[PATCH] Reduce zlib deflate code duplication

[Date Prev][Date Next][Thread Prev][Thread Next][Date Index][Thread Index]

 



Most of deflation code is simply "given this buffer, just deflate
it". Make a common routine and reuse it instead. 

Exceptions include index-pack, http-push, fast-import,
write_sha1_file, which either make multiple zlib streams, or compress
and calculate sha1/checksum in parallel.

Signed-off-by: Nguyễn Thái Ngọc Duy <pclouds@xxxxxxxxx>
---
 There is possibly a regression here. remote-curl.c/post_rpc()
 specifies more compression options, although I doubt it affects
 performance.
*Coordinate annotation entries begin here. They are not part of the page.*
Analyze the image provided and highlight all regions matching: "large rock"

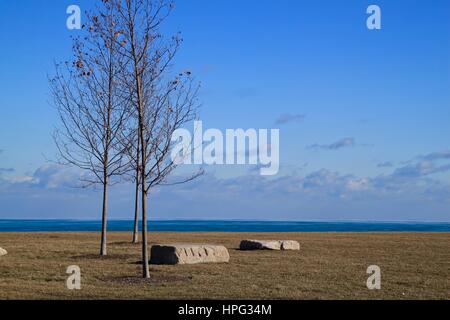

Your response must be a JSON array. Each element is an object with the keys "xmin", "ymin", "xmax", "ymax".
[
  {"xmin": 240, "ymin": 240, "xmax": 281, "ymax": 250},
  {"xmin": 150, "ymin": 244, "xmax": 230, "ymax": 265},
  {"xmin": 281, "ymin": 240, "xmax": 300, "ymax": 250},
  {"xmin": 240, "ymin": 240, "xmax": 300, "ymax": 250}
]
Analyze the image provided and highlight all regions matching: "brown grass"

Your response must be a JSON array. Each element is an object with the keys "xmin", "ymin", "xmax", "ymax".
[{"xmin": 0, "ymin": 233, "xmax": 450, "ymax": 299}]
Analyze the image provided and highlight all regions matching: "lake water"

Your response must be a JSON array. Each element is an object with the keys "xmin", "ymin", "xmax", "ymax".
[{"xmin": 0, "ymin": 220, "xmax": 450, "ymax": 232}]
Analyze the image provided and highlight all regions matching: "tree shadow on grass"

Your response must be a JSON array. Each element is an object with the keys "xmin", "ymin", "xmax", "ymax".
[
  {"xmin": 109, "ymin": 272, "xmax": 193, "ymax": 285},
  {"xmin": 72, "ymin": 254, "xmax": 136, "ymax": 261}
]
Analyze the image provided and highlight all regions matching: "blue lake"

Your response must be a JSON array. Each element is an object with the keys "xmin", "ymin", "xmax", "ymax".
[{"xmin": 0, "ymin": 220, "xmax": 450, "ymax": 232}]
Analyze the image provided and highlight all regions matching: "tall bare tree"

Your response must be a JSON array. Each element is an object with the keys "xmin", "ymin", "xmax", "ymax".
[
  {"xmin": 117, "ymin": 0, "xmax": 202, "ymax": 278},
  {"xmin": 50, "ymin": 0, "xmax": 131, "ymax": 255}
]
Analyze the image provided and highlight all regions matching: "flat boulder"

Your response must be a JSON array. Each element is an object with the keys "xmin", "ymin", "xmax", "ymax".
[
  {"xmin": 240, "ymin": 240, "xmax": 300, "ymax": 251},
  {"xmin": 150, "ymin": 244, "xmax": 230, "ymax": 265}
]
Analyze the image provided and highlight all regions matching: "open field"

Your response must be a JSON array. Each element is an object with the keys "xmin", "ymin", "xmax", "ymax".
[{"xmin": 0, "ymin": 233, "xmax": 450, "ymax": 299}]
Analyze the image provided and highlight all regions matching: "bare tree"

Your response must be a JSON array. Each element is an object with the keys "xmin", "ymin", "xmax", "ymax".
[
  {"xmin": 121, "ymin": 119, "xmax": 141, "ymax": 244},
  {"xmin": 117, "ymin": 0, "xmax": 202, "ymax": 278},
  {"xmin": 50, "ymin": 0, "xmax": 131, "ymax": 255}
]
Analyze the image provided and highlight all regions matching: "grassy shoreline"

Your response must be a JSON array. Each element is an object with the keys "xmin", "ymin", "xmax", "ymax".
[{"xmin": 0, "ymin": 232, "xmax": 450, "ymax": 299}]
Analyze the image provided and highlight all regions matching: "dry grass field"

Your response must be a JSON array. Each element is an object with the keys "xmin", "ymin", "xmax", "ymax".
[{"xmin": 0, "ymin": 233, "xmax": 450, "ymax": 299}]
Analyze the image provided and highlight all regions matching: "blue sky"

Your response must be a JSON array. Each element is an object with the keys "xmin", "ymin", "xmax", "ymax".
[{"xmin": 0, "ymin": 0, "xmax": 450, "ymax": 221}]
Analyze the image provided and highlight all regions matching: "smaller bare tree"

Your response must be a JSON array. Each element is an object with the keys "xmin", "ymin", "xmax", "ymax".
[
  {"xmin": 118, "ymin": 0, "xmax": 203, "ymax": 278},
  {"xmin": 50, "ymin": 1, "xmax": 130, "ymax": 255}
]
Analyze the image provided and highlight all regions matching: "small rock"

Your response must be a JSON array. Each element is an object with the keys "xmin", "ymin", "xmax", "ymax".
[
  {"xmin": 281, "ymin": 240, "xmax": 300, "ymax": 250},
  {"xmin": 150, "ymin": 244, "xmax": 230, "ymax": 265},
  {"xmin": 240, "ymin": 240, "xmax": 300, "ymax": 250}
]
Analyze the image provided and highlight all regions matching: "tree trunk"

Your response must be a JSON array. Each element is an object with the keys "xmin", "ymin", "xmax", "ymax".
[
  {"xmin": 133, "ymin": 169, "xmax": 139, "ymax": 244},
  {"xmin": 133, "ymin": 139, "xmax": 141, "ymax": 244},
  {"xmin": 142, "ymin": 188, "xmax": 150, "ymax": 279},
  {"xmin": 100, "ymin": 178, "xmax": 108, "ymax": 256}
]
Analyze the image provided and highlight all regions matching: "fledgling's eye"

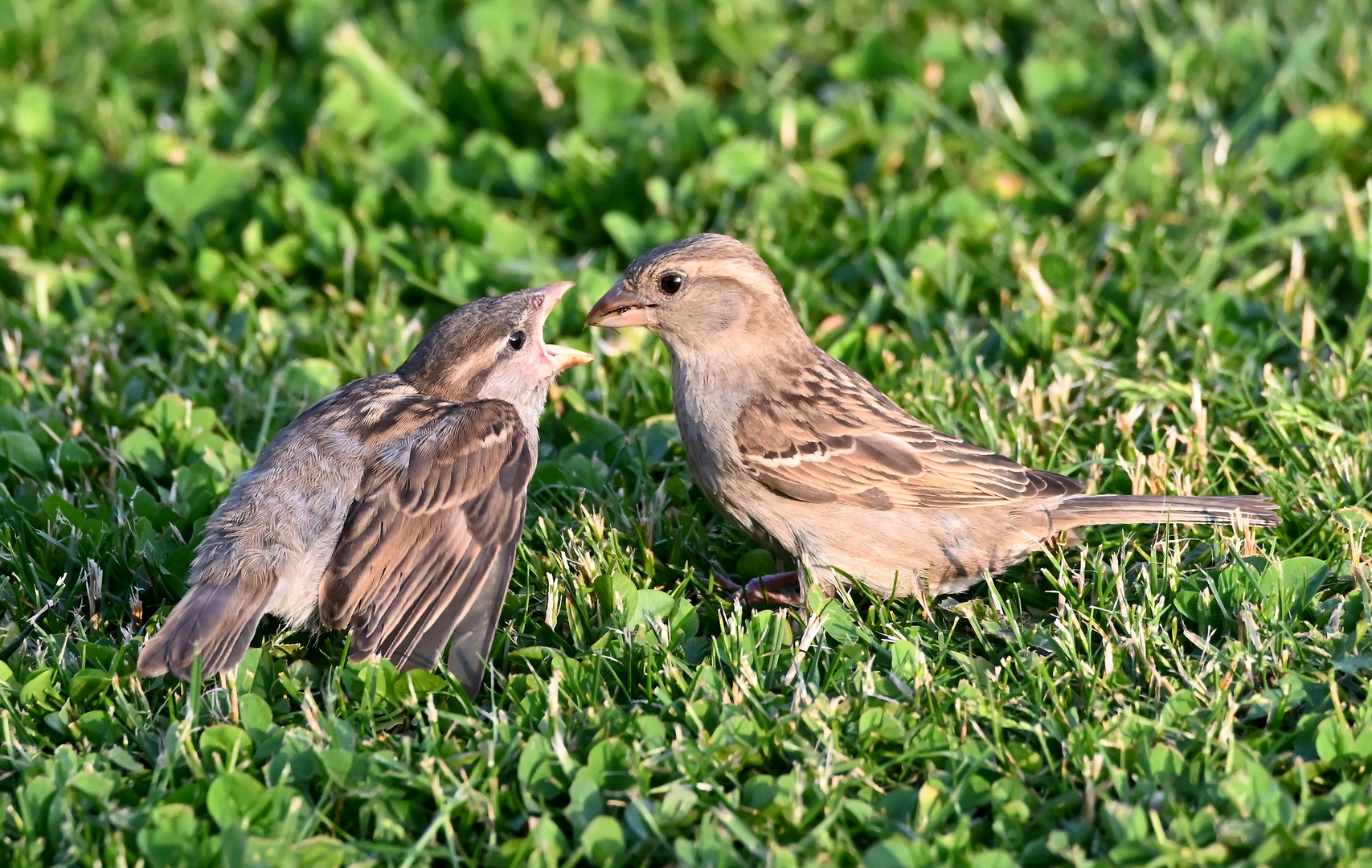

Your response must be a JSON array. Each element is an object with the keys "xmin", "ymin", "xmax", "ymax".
[{"xmin": 657, "ymin": 272, "xmax": 686, "ymax": 295}]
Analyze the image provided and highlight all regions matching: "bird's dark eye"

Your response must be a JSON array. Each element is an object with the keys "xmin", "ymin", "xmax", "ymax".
[{"xmin": 657, "ymin": 272, "xmax": 686, "ymax": 295}]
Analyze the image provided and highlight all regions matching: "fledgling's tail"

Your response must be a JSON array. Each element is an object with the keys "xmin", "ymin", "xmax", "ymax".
[
  {"xmin": 138, "ymin": 573, "xmax": 272, "ymax": 680},
  {"xmin": 1052, "ymin": 493, "xmax": 1281, "ymax": 530}
]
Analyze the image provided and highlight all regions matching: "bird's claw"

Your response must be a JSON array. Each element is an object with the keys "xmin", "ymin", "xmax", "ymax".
[
  {"xmin": 743, "ymin": 571, "xmax": 805, "ymax": 609},
  {"xmin": 710, "ymin": 573, "xmax": 743, "ymax": 600}
]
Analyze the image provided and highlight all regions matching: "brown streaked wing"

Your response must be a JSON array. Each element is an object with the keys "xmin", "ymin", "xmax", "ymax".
[
  {"xmin": 320, "ymin": 399, "xmax": 534, "ymax": 691},
  {"xmin": 734, "ymin": 355, "xmax": 1081, "ymax": 510}
]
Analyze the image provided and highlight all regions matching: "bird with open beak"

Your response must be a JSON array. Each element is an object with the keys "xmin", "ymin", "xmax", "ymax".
[
  {"xmin": 586, "ymin": 235, "xmax": 1280, "ymax": 604},
  {"xmin": 138, "ymin": 282, "xmax": 592, "ymax": 695}
]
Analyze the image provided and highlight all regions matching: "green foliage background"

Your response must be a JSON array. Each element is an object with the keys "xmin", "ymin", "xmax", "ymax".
[{"xmin": 0, "ymin": 0, "xmax": 1372, "ymax": 868}]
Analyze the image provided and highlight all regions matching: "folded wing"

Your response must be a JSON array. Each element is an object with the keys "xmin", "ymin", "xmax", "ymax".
[
  {"xmin": 320, "ymin": 399, "xmax": 534, "ymax": 693},
  {"xmin": 734, "ymin": 357, "xmax": 1081, "ymax": 510}
]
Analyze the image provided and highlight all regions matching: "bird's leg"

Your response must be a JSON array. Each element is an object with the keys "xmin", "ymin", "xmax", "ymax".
[{"xmin": 743, "ymin": 571, "xmax": 805, "ymax": 609}]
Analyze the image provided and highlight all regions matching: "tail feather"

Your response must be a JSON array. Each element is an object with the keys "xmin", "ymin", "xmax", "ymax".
[
  {"xmin": 138, "ymin": 579, "xmax": 269, "ymax": 680},
  {"xmin": 1052, "ymin": 493, "xmax": 1281, "ymax": 530}
]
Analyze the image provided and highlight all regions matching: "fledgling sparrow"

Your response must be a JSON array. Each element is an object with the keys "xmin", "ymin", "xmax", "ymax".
[
  {"xmin": 586, "ymin": 235, "xmax": 1280, "ymax": 602},
  {"xmin": 138, "ymin": 282, "xmax": 592, "ymax": 694}
]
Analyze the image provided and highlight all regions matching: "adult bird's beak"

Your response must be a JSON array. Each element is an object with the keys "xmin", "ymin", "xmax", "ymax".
[
  {"xmin": 586, "ymin": 281, "xmax": 649, "ymax": 329},
  {"xmin": 534, "ymin": 280, "xmax": 596, "ymax": 373}
]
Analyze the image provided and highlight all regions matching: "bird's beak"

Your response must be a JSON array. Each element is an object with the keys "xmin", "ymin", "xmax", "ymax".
[
  {"xmin": 586, "ymin": 281, "xmax": 650, "ymax": 329},
  {"xmin": 534, "ymin": 280, "xmax": 596, "ymax": 373}
]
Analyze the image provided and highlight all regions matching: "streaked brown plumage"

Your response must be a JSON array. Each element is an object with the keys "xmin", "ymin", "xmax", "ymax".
[
  {"xmin": 138, "ymin": 282, "xmax": 592, "ymax": 693},
  {"xmin": 588, "ymin": 235, "xmax": 1280, "ymax": 598}
]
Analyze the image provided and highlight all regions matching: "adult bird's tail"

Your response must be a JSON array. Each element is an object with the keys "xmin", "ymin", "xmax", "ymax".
[
  {"xmin": 138, "ymin": 571, "xmax": 273, "ymax": 680},
  {"xmin": 1052, "ymin": 493, "xmax": 1281, "ymax": 530}
]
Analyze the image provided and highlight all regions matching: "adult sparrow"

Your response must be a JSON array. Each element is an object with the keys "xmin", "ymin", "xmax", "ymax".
[
  {"xmin": 138, "ymin": 282, "xmax": 592, "ymax": 694},
  {"xmin": 586, "ymin": 235, "xmax": 1280, "ymax": 602}
]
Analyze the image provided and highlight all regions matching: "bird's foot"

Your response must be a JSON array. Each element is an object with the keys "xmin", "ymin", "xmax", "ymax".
[
  {"xmin": 710, "ymin": 571, "xmax": 743, "ymax": 600},
  {"xmin": 743, "ymin": 571, "xmax": 805, "ymax": 609}
]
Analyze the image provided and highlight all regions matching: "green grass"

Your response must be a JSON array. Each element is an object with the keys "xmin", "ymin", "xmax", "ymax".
[{"xmin": 0, "ymin": 0, "xmax": 1372, "ymax": 868}]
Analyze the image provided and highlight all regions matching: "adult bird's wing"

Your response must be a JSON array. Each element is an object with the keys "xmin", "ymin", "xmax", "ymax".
[
  {"xmin": 734, "ymin": 357, "xmax": 1081, "ymax": 510},
  {"xmin": 320, "ymin": 398, "xmax": 534, "ymax": 693}
]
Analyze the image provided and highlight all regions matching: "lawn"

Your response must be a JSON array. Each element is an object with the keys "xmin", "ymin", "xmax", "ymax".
[{"xmin": 0, "ymin": 0, "xmax": 1372, "ymax": 868}]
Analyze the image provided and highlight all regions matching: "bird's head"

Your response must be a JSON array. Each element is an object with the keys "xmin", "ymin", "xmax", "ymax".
[
  {"xmin": 396, "ymin": 281, "xmax": 594, "ymax": 425},
  {"xmin": 586, "ymin": 233, "xmax": 804, "ymax": 355}
]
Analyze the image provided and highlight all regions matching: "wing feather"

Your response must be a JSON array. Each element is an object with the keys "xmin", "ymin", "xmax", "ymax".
[
  {"xmin": 734, "ymin": 355, "xmax": 1081, "ymax": 510},
  {"xmin": 320, "ymin": 399, "xmax": 534, "ymax": 691}
]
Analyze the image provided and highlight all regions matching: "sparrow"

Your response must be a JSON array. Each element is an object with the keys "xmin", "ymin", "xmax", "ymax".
[
  {"xmin": 138, "ymin": 282, "xmax": 592, "ymax": 695},
  {"xmin": 586, "ymin": 235, "xmax": 1280, "ymax": 604}
]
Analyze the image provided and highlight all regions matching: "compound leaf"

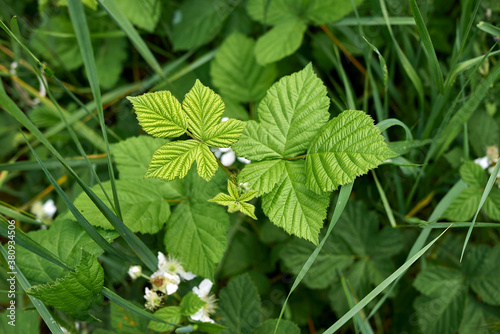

It also reveals places where deflation is expected
 to be always successful.

 archive-zip.c          |   37 ++-----------------------------------
 builtin/pack-objects.c |   24 +++---------------------
 cache.h                |    1 +
 diff.c                 |   29 +++--------------------------
 fast-import.c          |   40 ++++++++++++----------------------------
 remote-curl.c          |   31 ++++---------------------------
 wrapper.c              |   30 ++++++++++++++++++++++++++++++
 7 files changed, 55 insertions(+), 137 deletions(-)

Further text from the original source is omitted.